Brought on Themselves

We had another little bear encounter last week. I don't mean the bears were small. They didn't seem fully grown, but couldn't be described as "little", either. What was little was the length of the encounter, in which I saw four of them (from inside the car, I would add) run across the street near our house, heading back into the enormous gully we have instead of a back yard.
That's pretty much it. No damages or threats of any kind. Still, how many Americans ever get the chance to see bears anywhere outside a zoo? I'm thinking - not many.

On Saturday evening, I was sure that it would be wonderful bragging in this space about the stupendous weekend enjoyed by my Iowa Hawkeyes. The football team had already beaten Nebraska at Lincoln (something not done by anybody too often), and the basketball team seemed on their way to their third victory in as many nights at the tournament they were playing in the Bahamas.
Alas, the big lead they had on the Villanova Wildcats petered out in the second half, and the game was finally lost in overtime. So we'll have to downgrade the weekend to merely "terrific". The football team finished the regular season at 8-4, which isn't eye-popping, but the four losses were to teams with a collective record of 44-4. Yikes!  

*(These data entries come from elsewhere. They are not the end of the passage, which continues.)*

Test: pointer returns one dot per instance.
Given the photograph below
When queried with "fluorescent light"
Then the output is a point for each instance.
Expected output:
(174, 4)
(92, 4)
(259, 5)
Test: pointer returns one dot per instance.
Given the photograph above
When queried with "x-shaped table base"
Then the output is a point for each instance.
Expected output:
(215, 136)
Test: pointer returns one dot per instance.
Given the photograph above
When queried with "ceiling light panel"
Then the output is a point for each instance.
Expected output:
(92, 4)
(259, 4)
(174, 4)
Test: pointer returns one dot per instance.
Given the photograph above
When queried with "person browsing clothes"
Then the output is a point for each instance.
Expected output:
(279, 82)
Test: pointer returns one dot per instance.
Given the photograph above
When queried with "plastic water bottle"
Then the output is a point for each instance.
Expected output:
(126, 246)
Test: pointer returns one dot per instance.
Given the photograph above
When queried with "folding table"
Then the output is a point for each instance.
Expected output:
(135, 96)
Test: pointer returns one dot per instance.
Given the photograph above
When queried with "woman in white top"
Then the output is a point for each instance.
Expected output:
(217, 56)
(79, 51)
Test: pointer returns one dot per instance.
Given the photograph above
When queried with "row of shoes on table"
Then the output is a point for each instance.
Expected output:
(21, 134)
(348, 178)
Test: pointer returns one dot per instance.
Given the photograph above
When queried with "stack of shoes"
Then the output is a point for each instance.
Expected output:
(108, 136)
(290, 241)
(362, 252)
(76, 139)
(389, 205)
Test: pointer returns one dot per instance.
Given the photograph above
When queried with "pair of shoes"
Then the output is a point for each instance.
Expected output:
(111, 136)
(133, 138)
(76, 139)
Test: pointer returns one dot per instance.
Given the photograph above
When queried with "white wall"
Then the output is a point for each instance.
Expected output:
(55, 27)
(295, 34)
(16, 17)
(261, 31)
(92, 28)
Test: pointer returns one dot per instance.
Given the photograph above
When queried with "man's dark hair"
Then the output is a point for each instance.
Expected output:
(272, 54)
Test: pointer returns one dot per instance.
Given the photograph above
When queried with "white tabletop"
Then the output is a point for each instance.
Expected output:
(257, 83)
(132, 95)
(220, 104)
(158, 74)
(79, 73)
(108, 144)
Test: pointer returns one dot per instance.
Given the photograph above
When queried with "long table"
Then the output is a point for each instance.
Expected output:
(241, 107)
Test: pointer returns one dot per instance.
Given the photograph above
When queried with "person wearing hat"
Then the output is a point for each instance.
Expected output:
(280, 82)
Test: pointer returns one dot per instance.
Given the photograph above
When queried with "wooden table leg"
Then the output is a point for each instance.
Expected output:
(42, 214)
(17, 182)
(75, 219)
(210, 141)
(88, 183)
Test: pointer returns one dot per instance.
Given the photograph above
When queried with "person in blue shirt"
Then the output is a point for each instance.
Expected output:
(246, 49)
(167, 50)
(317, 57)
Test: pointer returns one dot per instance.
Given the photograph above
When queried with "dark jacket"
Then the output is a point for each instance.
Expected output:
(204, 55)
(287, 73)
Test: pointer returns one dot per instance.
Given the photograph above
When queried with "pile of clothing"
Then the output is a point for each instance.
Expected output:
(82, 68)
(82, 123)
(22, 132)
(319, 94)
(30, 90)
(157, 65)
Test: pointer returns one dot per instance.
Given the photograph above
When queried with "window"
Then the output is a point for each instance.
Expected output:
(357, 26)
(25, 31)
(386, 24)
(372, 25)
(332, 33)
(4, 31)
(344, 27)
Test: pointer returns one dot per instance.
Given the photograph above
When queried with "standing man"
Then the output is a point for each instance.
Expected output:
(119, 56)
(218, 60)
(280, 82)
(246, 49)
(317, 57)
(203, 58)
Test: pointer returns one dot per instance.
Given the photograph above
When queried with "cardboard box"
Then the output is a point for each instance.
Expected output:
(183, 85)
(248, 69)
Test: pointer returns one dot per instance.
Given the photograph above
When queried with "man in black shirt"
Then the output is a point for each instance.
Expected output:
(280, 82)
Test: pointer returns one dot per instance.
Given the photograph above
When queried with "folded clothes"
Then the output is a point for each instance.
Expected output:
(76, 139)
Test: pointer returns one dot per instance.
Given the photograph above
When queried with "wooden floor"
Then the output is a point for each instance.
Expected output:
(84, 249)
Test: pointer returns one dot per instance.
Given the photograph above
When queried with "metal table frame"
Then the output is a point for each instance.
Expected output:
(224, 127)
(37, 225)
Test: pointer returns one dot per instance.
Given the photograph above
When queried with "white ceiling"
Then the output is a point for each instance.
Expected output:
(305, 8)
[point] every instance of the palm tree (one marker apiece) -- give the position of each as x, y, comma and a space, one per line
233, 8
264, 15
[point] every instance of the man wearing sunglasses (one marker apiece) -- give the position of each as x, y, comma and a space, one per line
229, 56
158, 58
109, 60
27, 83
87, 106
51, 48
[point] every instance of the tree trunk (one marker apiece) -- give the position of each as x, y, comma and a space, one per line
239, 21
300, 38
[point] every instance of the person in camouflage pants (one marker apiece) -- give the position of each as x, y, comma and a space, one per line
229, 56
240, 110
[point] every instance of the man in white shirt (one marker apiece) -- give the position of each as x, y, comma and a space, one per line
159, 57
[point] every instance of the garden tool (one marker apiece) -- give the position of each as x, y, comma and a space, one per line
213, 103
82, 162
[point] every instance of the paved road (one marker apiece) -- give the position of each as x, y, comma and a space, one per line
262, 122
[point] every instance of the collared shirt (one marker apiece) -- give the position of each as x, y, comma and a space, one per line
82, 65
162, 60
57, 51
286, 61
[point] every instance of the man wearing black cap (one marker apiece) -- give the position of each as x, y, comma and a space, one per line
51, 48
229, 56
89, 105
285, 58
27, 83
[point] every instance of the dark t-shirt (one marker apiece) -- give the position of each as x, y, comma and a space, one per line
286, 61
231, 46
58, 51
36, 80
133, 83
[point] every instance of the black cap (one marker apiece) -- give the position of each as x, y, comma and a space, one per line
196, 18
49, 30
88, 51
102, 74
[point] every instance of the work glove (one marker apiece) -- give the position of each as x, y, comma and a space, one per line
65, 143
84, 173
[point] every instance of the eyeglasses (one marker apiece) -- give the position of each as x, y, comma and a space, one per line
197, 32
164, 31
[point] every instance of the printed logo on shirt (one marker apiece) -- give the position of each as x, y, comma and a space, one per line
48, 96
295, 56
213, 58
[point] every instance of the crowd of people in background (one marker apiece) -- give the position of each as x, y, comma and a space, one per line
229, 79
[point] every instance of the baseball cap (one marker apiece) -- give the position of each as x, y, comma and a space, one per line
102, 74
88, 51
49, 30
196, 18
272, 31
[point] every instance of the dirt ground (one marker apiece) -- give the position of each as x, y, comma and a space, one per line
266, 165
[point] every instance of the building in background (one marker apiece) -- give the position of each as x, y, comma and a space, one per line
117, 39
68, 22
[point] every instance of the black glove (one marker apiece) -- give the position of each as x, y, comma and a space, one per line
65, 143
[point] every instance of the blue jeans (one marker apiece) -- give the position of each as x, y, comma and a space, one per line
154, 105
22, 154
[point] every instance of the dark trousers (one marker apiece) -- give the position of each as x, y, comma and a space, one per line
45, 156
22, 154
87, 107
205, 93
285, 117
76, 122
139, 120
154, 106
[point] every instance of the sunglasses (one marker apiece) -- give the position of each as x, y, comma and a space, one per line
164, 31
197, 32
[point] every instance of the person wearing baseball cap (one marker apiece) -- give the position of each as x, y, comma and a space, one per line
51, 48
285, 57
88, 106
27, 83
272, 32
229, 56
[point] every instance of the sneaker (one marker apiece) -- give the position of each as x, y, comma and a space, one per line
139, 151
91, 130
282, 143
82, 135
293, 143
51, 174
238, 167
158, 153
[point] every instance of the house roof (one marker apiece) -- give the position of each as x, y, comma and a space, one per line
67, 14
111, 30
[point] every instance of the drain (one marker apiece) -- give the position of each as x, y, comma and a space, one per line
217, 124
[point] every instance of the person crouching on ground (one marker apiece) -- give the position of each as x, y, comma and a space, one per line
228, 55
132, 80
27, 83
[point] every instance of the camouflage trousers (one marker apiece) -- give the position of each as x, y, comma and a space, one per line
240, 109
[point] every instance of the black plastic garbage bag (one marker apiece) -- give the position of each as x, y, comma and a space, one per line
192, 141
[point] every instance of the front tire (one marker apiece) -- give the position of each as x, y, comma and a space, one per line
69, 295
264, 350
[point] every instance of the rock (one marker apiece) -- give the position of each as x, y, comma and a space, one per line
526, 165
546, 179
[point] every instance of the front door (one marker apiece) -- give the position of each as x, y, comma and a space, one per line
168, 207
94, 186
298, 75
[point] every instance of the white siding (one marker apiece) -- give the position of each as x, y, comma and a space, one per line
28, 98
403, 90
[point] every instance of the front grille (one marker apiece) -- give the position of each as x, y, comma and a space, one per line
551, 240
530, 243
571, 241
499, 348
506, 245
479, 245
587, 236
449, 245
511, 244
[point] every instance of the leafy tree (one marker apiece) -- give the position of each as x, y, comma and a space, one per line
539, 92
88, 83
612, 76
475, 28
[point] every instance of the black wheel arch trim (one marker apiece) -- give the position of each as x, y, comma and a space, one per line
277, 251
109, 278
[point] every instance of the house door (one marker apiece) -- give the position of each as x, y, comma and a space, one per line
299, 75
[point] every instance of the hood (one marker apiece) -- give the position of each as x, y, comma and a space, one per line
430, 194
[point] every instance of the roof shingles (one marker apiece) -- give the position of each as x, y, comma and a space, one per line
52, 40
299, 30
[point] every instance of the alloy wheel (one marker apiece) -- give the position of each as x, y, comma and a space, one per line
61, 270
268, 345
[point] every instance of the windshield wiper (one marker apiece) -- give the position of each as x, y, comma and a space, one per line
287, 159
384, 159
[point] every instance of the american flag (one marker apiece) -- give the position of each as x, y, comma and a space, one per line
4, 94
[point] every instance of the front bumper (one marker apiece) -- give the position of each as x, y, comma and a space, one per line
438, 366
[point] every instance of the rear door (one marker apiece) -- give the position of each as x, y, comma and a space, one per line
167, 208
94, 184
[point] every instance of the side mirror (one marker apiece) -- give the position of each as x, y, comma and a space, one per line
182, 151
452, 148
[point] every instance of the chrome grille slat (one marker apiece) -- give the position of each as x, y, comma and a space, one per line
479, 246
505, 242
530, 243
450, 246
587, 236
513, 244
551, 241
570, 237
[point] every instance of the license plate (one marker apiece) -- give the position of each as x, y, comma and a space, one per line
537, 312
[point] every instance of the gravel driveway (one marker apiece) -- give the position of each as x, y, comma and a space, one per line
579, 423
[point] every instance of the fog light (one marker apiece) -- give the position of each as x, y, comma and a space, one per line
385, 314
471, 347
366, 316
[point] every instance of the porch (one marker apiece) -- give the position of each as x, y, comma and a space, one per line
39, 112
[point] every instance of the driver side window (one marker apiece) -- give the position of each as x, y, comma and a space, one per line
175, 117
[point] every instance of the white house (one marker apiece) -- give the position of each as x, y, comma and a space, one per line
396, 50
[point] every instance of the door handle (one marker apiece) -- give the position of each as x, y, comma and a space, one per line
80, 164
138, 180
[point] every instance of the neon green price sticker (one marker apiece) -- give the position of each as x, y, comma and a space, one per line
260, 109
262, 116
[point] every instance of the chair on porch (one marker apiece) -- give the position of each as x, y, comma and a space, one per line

People you know are now whining about what happened in the U.S. Senate. How dare Harry Reid and his band of (majority) Democrats change the Senate rules on filibusters! It's a power grab! It's unconstitutional! It calls for vituperative revenge when Republicans regain control of the Senate, at which time there will be HELL to pay for this act of treachery! And that's how the GOP moderates (if there still is such a thing) express it.
Needless to say, I don't see it that way. Although the term "nuclear option" gets thrown around, this measure by Senate Democrats actually only changes the rules on filibusters for individual presidential appointments outside of Supreme Court and Cabinet appointments. This isn't a constitutional matter, because it falls under the Senate's authority to make and revise its own rules.
More important than the nuts and bolts of Senate operation is the reason behind the change. It boils down to this: Republicans started to use the filibuster, actual or threatened, in a way never before used in order to oppose all Obama appointees, even those they would normally have ratified without difficulty. How bad has it gotten? The filibuster's use to oppose Obama judicial appointments constitutes one half of ALL such uses in the nation's history, all in the less than five years.
So, what was Harry Reid to do? He had extracted a promise from Senate GOP leaders that the filibuster would be only used for good reason, but this promise was easily ignored, and was. The choice came down to: keep things the same with the understanding that real power, the power to block things from happening, would stay on the other side, OR re-tilt the playing field just to get judicial vacancies filled, which is part of the Senate's duties. Reid and the Democrats finally concluded that the downside risk on doing something was so low that a change was justified. The hubris of Senate Republicans caused this defeat when they underestimated the Democrats' willingness to finally act. Their only option now is nasty threats, something that we should be quite used to by now. They brought all this, absolutely, on themselves.